There are two aspects. One is the Court’s continuing role in UK affairs post-Brexit, which is still not clear. Although the government says that we will be outside the CJEU’s jurisdiction, government policy as declared in Theresa May’s most recent speech was ambivalent in areas such as continuing membership of European agencies or the law relating to data protection.

But it is the other aspect which was thrown up last week, which is the CJEU’s role in deciding Brexit issues, raised by the President of the CJEU, Koen Lenaerts, when he delivered his annual report on the court’s work.

In the question and answer session, he could not resist reminding the audience that the same politician who is currently leading the UK’s effort to wriggle free from the CJEU’s jurisdiction – one David Davis - had brought a case just before the referendum to over-rule an act of Parliament properly voted on in Westminster, the Data Retention and Investigatory Powers Act 2014 (‘DRIPA’) Joined Cases C‑203/15 and C‑698/15.

More seriously, he mentioned not only that the UK courts are still sending plenty of references to the CJEU before Brexit to settle questions of EU law in the UK, but that cases about Brexit are beginning to crop up on the court’s roster.

The cases divide into two categories (he did not put it this way). There are those which go to the heart of Brexit and the constitutional issues which arise, and those in which Brexit is more incidental and affect particular areas of law.

So Koen Lenaerts said that, although some campaigners have been trying to have Article 50 cases referred to the CJEU, none has so far arrived. But there are at least two ‘heart of Brexit’ cases which have arrived or will arrive.

I wrote about one of them earlier this year, from the Netherlands about the loss by British citizens of their EU rights after Brexit. It is currently being held off pending a local appeal.

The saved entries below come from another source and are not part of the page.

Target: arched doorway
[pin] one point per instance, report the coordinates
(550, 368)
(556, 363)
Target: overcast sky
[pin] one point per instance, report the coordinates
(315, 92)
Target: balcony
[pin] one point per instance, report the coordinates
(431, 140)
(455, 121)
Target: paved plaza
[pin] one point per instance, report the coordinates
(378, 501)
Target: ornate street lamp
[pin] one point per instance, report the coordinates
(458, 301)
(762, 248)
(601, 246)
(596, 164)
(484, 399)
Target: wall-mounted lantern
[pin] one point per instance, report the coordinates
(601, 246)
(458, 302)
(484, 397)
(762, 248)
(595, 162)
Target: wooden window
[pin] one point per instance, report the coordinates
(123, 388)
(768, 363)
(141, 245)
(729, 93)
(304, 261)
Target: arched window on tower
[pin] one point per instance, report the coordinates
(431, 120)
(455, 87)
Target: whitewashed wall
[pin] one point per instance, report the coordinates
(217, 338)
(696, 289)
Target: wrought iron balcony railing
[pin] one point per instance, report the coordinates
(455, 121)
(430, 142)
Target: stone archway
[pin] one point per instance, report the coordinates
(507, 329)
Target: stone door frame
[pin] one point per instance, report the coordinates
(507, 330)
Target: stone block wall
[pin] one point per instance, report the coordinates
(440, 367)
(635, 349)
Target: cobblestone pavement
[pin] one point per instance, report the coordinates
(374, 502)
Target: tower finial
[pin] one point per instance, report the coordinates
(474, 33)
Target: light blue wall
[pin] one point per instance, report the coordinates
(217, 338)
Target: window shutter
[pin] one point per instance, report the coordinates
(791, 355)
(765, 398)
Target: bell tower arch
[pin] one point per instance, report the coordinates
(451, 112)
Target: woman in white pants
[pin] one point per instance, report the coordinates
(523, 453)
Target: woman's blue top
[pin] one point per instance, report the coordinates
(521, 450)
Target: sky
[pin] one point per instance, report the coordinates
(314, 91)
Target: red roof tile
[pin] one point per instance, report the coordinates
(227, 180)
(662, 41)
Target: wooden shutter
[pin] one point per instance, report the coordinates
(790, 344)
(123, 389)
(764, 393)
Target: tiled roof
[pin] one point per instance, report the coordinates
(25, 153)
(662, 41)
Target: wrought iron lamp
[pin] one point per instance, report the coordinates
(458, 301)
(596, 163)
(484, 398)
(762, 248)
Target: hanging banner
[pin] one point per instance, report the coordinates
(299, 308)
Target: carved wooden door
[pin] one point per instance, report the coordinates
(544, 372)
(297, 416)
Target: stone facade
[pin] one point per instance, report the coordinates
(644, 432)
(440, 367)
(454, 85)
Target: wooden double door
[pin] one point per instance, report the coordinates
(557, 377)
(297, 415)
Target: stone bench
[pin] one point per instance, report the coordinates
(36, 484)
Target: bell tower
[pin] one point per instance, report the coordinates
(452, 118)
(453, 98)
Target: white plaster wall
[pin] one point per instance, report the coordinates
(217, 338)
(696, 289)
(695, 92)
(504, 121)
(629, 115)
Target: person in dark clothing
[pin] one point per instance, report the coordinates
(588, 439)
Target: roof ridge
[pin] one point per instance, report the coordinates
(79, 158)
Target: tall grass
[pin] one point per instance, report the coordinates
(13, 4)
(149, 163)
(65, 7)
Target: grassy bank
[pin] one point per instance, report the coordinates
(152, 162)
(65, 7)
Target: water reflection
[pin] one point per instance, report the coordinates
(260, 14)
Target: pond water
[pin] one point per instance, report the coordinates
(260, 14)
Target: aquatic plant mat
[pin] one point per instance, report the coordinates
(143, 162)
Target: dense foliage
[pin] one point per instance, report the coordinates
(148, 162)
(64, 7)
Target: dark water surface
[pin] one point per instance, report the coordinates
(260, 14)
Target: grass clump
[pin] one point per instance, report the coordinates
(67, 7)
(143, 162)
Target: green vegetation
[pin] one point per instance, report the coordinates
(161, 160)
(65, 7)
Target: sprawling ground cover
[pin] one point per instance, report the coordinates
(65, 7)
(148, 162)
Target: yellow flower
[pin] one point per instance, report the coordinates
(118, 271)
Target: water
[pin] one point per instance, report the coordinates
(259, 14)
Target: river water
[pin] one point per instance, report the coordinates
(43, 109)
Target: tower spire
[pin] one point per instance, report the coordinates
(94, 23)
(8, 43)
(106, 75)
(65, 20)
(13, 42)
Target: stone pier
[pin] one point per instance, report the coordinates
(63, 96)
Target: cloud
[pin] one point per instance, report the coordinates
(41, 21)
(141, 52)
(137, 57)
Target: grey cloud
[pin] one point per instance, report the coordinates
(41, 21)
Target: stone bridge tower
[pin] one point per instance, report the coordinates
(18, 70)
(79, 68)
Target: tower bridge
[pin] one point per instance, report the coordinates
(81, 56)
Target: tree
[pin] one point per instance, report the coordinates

Secondly, the General Court of the CJEU has a case before it led by the 96 year old war veteran, Harry Shindler, seeking to annul the EU’s Brexit negotiating guidelines, on grounds including that the EU Council:

‘has allowed a withdrawal procedure to be initiated without expatriate European citizens having had the opportunity to set out their views on the possible loss of their European citizenship. The right to be heard and to express one’s opinion by way of a vote in the event of an election with a European scope has thus not been respected. The contested decision therefore validates the existence of a category of second-class citizens, deprived of their right to vote because they have exercised their freedom of movement, and that decision has consequently failed to comply with the principle of equal treatment of citizens. The applicants take the view that discrimination between citizens on the basis of their residence has occurred.

Regarding the more ‘incidental’ cases, Koen Lenaerts mentioned one where a Spanish court has asked whether an EU trademark can be enforced after March 2019 if it is based on British trademark protection.

I wrote earlier this year about the case from Ireland as to whether someone can be extradited under the European Arrest Warrant to the UK if the prison sentence would be completed after Brexit.

And there is another Irish case on the court list, too. In C-661/17, which is an asylum case involving the transfer of asylum seekers from Ireland to the UK, the asylum seekers have invoked Brexit, and the Irish court has asked in a preliminary reference for a ruling, among other things, on whether ‘a national decision-maker, in considering any issues arising in relation to the discretion under art. 17 [of the Dublin III Regulation] and/or any issues of protection of fundamental rights in the UK, required to disregard circumstances as they stand at the time of such consideration in relation to the proposed withdrawal of the UK from the EU?’

The Irish court also asked for an expedited ruling, including on a Brexit ground, but the CJEU – in the only part of the case which has so far come up for decision - ruled: ‘The fact that the United Kingdom may in the near future cease to be part of the Union and, as the case may be, cease to be bound by the provisions of that regulation, does not in itself create an urgent situation for the parties in the main proceedings.

There will be more cases of both categories, leading to a potential for fundamental court-led crises ahead.